I hate to sound like a curmudgeon. It’s not sexy. Yet, I relate to the skepticism of John Philip Sousa, in his cautions about unfair practices in a free-market of recorded music. Something’s wrong, when the tail wags the dog, the provider dictates content. That’s not Freedom of Thought. There must be a discovery of the means of subsidy by which Music, and parallel Arts may thrive, unapologetically. Let us remember:
“Freedom of Thought” does not mean “Free Stuff”.
We must fix this ruptured pipeline for the Popular Arts.
It can’t come from a half-hearted, flaccid or schlaffen Philanthropie, but a nexus of Patronage from both Private entrepreneurs and the Public sector.
We’d better take a real hard look a.s.a.p. at the proportional profits of the creators and distributors of ideas. Our priority should be in nurturing new ideas.

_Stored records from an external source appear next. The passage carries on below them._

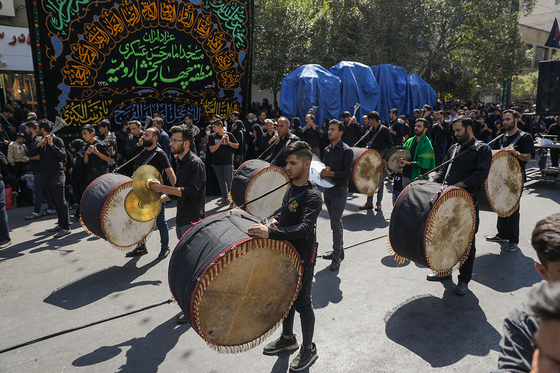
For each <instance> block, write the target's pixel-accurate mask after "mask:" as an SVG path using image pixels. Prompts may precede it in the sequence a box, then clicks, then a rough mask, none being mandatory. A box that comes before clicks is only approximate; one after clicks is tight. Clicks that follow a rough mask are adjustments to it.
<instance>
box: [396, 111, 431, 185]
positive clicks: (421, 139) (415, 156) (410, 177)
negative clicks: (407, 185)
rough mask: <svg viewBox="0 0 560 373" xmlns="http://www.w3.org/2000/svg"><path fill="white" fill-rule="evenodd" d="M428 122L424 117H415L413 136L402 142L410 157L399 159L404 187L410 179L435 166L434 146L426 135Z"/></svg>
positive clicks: (428, 169)
mask: <svg viewBox="0 0 560 373" xmlns="http://www.w3.org/2000/svg"><path fill="white" fill-rule="evenodd" d="M429 126H430V122H428V120H427V119H424V118H418V119H416V122H415V123H414V136H413V137H412V138H410V139H408V140H406V142H405V143H404V147H405V148H407V149H408V151H409V152H410V155H411V156H412V159H411V160H410V161H407V160H404V159H400V160H399V164H400V165H401V167H403V172H402V174H403V176H402V187H403V188H405V187H406V186H407V185H408V184H410V182H411V181H414V180H416V178H417V177H418V176H420V175H421V174H423V173H425V172H428V171H429V170H431V169H433V168H434V167H435V166H436V161H435V156H434V148H433V147H432V142H431V141H430V139H429V138H428V136H427V135H426V133H427V132H428V128H429Z"/></svg>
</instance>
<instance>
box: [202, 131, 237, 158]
mask: <svg viewBox="0 0 560 373" xmlns="http://www.w3.org/2000/svg"><path fill="white" fill-rule="evenodd" d="M226 134H227V135H228V137H229V141H230V142H233V143H237V139H236V138H235V136H233V134H232V133H231V132H226ZM221 138H222V137H221V136H219V135H218V134H217V133H213V134H212V135H211V136H209V138H208V150H210V146H214V145H216V144H217V143H218V142H220V140H221ZM234 150H235V149H233V148H232V147H231V146H229V145H228V143H227V142H226V141H224V142H222V144H221V145H220V147H219V148H218V150H216V151H215V152H213V153H212V165H213V166H227V165H230V164H233V158H232V155H233V151H234Z"/></svg>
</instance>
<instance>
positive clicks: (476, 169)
mask: <svg viewBox="0 0 560 373" xmlns="http://www.w3.org/2000/svg"><path fill="white" fill-rule="evenodd" d="M451 127H452V130H453V133H454V134H455V138H456V139H457V141H458V142H457V143H456V144H453V145H452V146H451V147H450V148H449V151H448V152H447V156H446V157H445V159H444V162H445V161H447V160H448V159H454V158H455V157H456V156H457V155H459V156H460V158H458V159H454V160H453V161H452V162H451V163H450V164H447V165H446V166H445V167H442V168H440V169H439V171H438V172H437V173H436V175H435V176H434V178H433V179H431V181H435V182H437V183H445V185H449V186H451V185H454V186H456V187H459V188H463V189H465V190H466V191H467V192H469V193H470V194H471V196H472V197H473V199H474V201H475V203H476V226H475V233H476V232H477V231H478V224H479V216H478V215H479V214H478V192H479V190H480V187H481V185H482V183H484V180H486V179H487V178H488V171H490V165H491V164H492V151H491V150H490V147H489V146H488V145H487V144H485V143H483V142H481V141H477V140H476V139H475V138H474V134H473V123H472V120H471V119H469V118H466V117H463V116H459V117H457V118H455V119H454V120H453V121H452V123H451ZM447 169H449V172H447ZM475 255H476V246H475V237H474V236H473V239H472V242H471V250H470V252H469V256H468V258H467V260H466V261H465V263H464V264H463V265H462V266H461V268H460V269H459V282H458V283H457V287H456V288H455V293H456V294H457V295H465V294H467V292H468V291H469V287H468V283H469V281H470V280H471V278H472V269H473V264H474V257H475ZM427 279H428V281H440V280H447V279H451V275H448V276H443V277H438V276H436V275H435V274H430V275H428V278H427Z"/></svg>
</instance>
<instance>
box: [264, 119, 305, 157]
mask: <svg viewBox="0 0 560 373" xmlns="http://www.w3.org/2000/svg"><path fill="white" fill-rule="evenodd" d="M277 128H278V141H277V142H276V143H275V144H274V146H273V147H272V148H271V150H270V154H269V155H268V156H267V157H266V158H265V161H267V162H269V163H270V164H272V165H275V166H278V167H284V166H285V165H286V160H285V159H284V157H283V154H284V149H286V147H287V146H288V145H290V143H292V142H294V141H299V137H297V136H296V135H293V134H292V133H290V121H289V120H288V118H286V117H280V118H278V126H277Z"/></svg>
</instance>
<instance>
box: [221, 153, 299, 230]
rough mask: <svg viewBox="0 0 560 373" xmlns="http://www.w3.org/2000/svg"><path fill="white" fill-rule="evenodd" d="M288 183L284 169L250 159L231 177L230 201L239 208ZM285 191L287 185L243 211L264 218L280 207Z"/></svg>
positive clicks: (245, 162) (276, 209)
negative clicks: (232, 177) (268, 192)
mask: <svg viewBox="0 0 560 373" xmlns="http://www.w3.org/2000/svg"><path fill="white" fill-rule="evenodd" d="M288 181H289V178H288V175H287V174H286V172H285V171H284V169H282V168H280V167H278V166H271V165H270V163H268V162H265V161H262V160H260V159H252V160H250V161H247V162H245V163H243V164H242V165H241V166H239V168H238V169H237V171H236V172H235V175H233V180H232V181H231V199H232V200H233V203H235V204H236V205H237V206H241V205H243V204H245V203H247V202H249V201H252V200H254V199H256V198H258V197H261V196H262V195H264V194H265V193H267V192H269V191H271V190H272V189H275V188H276V187H279V186H280V185H283V184H286V183H287V182H288ZM287 190H288V185H287V184H286V185H284V186H283V187H282V188H280V189H278V190H277V191H275V192H274V193H271V194H269V195H267V196H266V197H264V198H261V199H259V200H258V201H255V202H252V203H249V204H248V205H247V206H245V207H244V210H245V211H247V212H248V213H249V214H251V215H254V216H256V217H258V218H261V219H263V218H266V217H268V216H270V215H272V214H273V213H274V211H276V210H278V209H279V208H280V207H282V199H283V198H284V194H285V193H286V191H287Z"/></svg>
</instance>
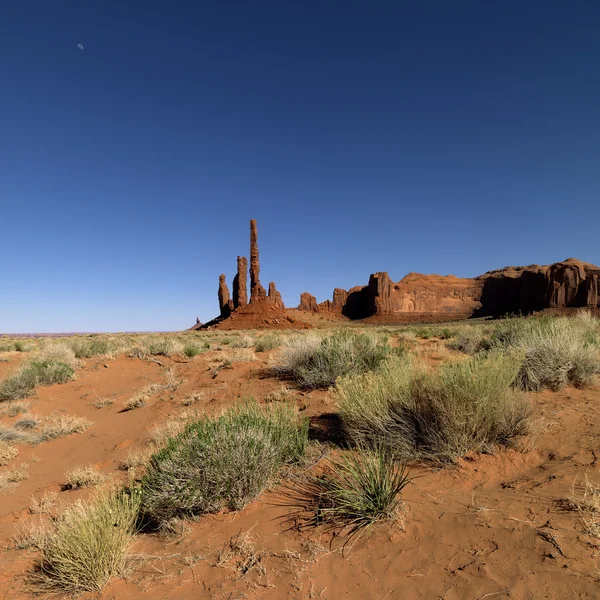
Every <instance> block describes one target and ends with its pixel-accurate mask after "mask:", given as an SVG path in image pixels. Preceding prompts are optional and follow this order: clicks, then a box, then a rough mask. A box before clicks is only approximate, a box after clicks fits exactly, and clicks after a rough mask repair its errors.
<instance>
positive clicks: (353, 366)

Those who bring them must be fairly compensated, systemically and legally.
I’ve been inescapably subjective. I’m in shock and awe at what I’ve witnessed in the struggling artists and composers that surround me. My emphasis is an inconvenient truth. Yet, it’s corroborated by no less than Abraham Lincoln. Let me quote him:
“Labor is prior to, and independent of, capital. Capital is only the fuit of labor, and could never have existed if labor had not first existed. Labor is the superior of capital, and deserves much the higher consideration”.
It’s high time we pay the pipers.
Van Dyke Parks is composer and musician. He has collaborated with the Beach Boys, Harry Nilsson, Phil Ochs, Ringo Starr and many others. His records include: Song Cycle, Discover America, Clang of the Yankee Reaper, Jump!, Tokyo Rose, Orange Crate Art, Songs Cycled, and Moonlighting: Live at the Ash Grove.
This essay was originally written to the Advisory Board of Haus Der Kulturen Der Welt, April, 2014.